Thirty-eight states adopted emergency orders or laws providing legal immunity during the pandemic, The Washington Post reported last year. New York, repealed its immunity law in April, and lawyers and advocates here said North Carolina’s law is similar to New York’s in its breadth.

“There are other states that put these laws in place that were more specific to COVID,” said Lauren Zingraff, executive director of the patient advocacy group Friends of Residents in Long Term Care. “Right now [North Carolina’s] is very, very broad.”

‘Too much power’

Lauren Cox and Kristin Goforth, whose father died last year soon after he moved into an adult care home in Greensboro, said they were surprised how limiting the immunity law is. They believe their father died from neglect, and they plan to file suit. Todd is their attorney.

The sisters started an online petition to repeal North Carolina’s law, and it has about 1,200 signatures. They said they reached out to a number of North Carolina politicians on the issue, with limited success.

T.R. "Rick" Goforth

The General Assembly adjourned last week and may not return to lawmaking until May. Moore, the House speaker, said he was only vaguely aware of the immunity issue. Like other Republicans, he called on Cooper to rescind the state of emergency.

“Then those [liability] limitations end,” he said.

Even if that happens, Todd said she’d like to see the General Assembly retroactively rein in immunity, opening the door for more cases from the past two years.

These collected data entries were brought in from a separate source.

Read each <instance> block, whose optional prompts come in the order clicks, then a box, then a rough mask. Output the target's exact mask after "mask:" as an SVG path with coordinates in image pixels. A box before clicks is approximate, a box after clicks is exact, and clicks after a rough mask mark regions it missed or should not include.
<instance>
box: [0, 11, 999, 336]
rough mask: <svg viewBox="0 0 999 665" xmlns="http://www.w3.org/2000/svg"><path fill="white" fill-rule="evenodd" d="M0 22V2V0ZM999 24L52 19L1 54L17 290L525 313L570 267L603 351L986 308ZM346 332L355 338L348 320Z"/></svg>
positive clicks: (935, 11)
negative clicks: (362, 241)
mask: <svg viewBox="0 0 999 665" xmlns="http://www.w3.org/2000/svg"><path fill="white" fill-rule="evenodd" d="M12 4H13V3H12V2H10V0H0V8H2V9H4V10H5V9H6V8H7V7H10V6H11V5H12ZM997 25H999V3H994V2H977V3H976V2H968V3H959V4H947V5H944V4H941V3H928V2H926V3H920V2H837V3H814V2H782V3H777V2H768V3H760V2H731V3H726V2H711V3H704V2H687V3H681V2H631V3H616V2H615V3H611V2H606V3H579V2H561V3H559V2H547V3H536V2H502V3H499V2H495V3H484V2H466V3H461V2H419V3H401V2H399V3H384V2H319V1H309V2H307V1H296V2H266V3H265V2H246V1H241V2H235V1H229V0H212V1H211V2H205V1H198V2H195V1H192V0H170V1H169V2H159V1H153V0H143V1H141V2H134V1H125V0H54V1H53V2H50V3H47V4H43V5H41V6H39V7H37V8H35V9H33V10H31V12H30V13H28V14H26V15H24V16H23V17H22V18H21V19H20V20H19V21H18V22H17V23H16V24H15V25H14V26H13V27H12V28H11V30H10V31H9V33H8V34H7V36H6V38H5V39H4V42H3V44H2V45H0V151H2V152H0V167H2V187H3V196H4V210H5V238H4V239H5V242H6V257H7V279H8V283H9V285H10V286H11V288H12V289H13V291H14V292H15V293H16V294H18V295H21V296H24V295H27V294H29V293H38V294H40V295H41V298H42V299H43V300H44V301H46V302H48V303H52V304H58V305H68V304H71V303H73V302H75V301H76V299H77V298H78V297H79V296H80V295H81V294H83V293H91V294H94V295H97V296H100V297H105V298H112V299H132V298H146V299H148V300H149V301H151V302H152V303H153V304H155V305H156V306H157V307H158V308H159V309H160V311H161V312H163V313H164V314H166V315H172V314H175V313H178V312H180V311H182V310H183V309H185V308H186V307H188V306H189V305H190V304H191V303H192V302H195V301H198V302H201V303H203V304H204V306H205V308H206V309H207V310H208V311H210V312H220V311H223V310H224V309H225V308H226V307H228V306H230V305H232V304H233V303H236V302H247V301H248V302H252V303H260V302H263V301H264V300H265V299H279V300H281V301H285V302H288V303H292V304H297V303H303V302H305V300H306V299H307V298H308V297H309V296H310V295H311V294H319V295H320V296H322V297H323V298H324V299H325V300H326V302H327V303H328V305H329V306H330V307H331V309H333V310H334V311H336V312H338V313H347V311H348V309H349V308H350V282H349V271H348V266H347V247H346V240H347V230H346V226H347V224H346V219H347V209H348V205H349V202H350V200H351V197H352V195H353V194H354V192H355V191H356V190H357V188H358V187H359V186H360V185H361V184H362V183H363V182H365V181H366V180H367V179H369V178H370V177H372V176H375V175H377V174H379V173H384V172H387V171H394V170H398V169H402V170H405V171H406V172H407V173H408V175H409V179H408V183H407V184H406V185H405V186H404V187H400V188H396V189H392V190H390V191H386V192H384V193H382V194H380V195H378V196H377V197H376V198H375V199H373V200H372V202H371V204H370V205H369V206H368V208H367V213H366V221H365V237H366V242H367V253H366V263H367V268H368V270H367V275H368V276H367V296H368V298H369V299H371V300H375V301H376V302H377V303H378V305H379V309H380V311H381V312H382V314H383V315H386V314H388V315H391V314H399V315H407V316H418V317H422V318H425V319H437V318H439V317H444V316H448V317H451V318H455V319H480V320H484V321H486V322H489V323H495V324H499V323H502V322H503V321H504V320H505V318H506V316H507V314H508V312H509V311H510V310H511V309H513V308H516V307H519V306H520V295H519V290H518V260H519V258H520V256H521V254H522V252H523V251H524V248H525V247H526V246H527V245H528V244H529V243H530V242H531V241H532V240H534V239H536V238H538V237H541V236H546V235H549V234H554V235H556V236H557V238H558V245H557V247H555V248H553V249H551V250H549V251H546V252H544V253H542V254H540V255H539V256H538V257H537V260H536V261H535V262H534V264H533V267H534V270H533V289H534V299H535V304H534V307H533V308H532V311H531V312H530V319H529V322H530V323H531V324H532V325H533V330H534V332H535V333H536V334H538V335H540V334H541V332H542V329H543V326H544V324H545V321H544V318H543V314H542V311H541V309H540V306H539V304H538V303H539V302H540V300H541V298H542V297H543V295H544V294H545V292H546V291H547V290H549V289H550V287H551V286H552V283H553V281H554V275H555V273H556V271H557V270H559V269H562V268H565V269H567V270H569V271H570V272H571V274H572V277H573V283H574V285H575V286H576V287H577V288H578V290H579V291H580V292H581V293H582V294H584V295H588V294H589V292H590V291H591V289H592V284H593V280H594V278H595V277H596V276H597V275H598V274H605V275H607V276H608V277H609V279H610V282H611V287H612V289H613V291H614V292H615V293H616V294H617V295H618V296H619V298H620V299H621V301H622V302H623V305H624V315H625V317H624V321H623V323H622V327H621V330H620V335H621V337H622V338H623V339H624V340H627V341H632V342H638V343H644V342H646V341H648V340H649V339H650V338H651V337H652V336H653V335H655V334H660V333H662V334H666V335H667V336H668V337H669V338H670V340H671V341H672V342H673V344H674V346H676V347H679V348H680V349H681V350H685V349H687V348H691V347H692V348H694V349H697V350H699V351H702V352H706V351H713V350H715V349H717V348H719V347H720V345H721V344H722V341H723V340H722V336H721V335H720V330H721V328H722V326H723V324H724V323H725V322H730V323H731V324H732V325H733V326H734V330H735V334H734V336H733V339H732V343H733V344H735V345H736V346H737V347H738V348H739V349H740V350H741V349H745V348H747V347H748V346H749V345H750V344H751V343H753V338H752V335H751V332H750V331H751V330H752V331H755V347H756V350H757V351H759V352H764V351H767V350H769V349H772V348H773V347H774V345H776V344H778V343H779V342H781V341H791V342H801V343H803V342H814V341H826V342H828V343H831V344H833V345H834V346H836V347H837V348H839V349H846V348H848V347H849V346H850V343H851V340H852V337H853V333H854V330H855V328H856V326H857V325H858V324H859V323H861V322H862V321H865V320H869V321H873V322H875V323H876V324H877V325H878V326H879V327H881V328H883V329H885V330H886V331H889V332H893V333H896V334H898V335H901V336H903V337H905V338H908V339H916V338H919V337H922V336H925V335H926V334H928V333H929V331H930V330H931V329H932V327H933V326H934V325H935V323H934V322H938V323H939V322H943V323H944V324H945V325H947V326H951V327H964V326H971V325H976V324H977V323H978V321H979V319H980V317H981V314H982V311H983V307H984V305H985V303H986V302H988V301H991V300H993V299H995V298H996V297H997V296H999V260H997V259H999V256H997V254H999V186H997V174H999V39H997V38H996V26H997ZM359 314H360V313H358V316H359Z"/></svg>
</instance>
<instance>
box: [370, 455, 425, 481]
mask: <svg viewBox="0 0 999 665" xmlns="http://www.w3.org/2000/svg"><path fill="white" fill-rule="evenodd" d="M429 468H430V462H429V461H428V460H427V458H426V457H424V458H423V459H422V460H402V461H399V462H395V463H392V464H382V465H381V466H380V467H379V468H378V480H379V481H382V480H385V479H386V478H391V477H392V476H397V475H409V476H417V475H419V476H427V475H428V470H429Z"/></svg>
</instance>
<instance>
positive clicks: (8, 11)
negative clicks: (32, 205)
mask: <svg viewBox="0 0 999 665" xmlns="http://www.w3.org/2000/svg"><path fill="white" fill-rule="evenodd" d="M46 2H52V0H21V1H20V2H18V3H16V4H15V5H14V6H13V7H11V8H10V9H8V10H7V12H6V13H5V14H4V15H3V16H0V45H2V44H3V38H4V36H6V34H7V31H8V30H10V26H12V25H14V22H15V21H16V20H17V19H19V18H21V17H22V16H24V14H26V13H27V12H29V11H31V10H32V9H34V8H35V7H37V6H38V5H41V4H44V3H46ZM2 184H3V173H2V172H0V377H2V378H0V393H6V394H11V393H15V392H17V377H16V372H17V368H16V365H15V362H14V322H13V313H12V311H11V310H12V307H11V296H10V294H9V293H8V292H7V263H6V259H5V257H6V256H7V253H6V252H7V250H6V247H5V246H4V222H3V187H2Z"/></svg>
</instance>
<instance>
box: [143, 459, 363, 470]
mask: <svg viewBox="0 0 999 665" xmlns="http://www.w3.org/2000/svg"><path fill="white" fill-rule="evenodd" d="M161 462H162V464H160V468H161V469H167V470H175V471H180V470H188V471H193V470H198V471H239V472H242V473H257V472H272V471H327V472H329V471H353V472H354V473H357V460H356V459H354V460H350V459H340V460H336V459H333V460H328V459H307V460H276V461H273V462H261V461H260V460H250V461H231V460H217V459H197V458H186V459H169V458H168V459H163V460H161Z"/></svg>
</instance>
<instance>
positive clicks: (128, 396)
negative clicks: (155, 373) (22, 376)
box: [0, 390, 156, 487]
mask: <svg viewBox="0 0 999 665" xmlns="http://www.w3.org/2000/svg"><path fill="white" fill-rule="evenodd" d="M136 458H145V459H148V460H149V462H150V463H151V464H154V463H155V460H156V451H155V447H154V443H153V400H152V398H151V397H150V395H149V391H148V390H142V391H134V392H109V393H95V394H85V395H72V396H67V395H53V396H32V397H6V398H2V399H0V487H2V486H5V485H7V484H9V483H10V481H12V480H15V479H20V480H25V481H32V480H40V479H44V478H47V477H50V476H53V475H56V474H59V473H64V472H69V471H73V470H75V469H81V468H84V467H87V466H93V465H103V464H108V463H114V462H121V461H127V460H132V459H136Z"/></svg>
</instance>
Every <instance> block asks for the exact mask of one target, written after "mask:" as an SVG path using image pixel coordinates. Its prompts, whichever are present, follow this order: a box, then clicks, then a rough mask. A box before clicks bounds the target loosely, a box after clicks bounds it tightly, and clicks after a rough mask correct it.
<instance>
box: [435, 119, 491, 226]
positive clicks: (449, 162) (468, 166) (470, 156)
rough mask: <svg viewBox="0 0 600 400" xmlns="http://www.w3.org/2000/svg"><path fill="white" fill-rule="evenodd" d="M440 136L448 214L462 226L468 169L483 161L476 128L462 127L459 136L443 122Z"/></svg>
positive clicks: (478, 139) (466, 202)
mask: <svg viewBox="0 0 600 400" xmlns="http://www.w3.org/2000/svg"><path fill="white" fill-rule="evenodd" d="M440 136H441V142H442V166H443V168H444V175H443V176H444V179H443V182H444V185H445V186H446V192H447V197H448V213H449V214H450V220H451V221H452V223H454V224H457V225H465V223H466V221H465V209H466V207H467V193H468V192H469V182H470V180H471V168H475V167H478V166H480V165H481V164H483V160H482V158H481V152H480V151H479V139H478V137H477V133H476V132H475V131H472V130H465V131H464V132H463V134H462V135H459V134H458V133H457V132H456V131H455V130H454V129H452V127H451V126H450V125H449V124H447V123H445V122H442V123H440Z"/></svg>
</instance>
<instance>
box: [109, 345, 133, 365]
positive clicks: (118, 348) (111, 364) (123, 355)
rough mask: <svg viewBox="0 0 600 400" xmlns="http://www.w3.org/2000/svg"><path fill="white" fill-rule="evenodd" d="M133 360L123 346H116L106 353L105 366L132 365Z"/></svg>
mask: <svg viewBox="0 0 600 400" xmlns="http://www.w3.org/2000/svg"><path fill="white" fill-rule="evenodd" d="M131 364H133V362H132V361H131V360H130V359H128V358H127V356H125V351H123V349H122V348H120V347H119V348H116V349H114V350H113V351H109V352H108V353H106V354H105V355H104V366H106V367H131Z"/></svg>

Retroactive changes like that are rare, but the immunity clause itself was retroactive by nearly two months, passing in May 2020 but applying back to March, 10, 2020, when Cooper declared the state of emergency.

Cox said the status quo gives “way, way too much power to the nursing homes, and not enough power to the people who are in the nursing homes—the residents.”

“And it just feels like this is a way for nursing homes to not have to be accountable,” she said.

Correction: This post has been edited to correct the spelling of Martin Ramey's name.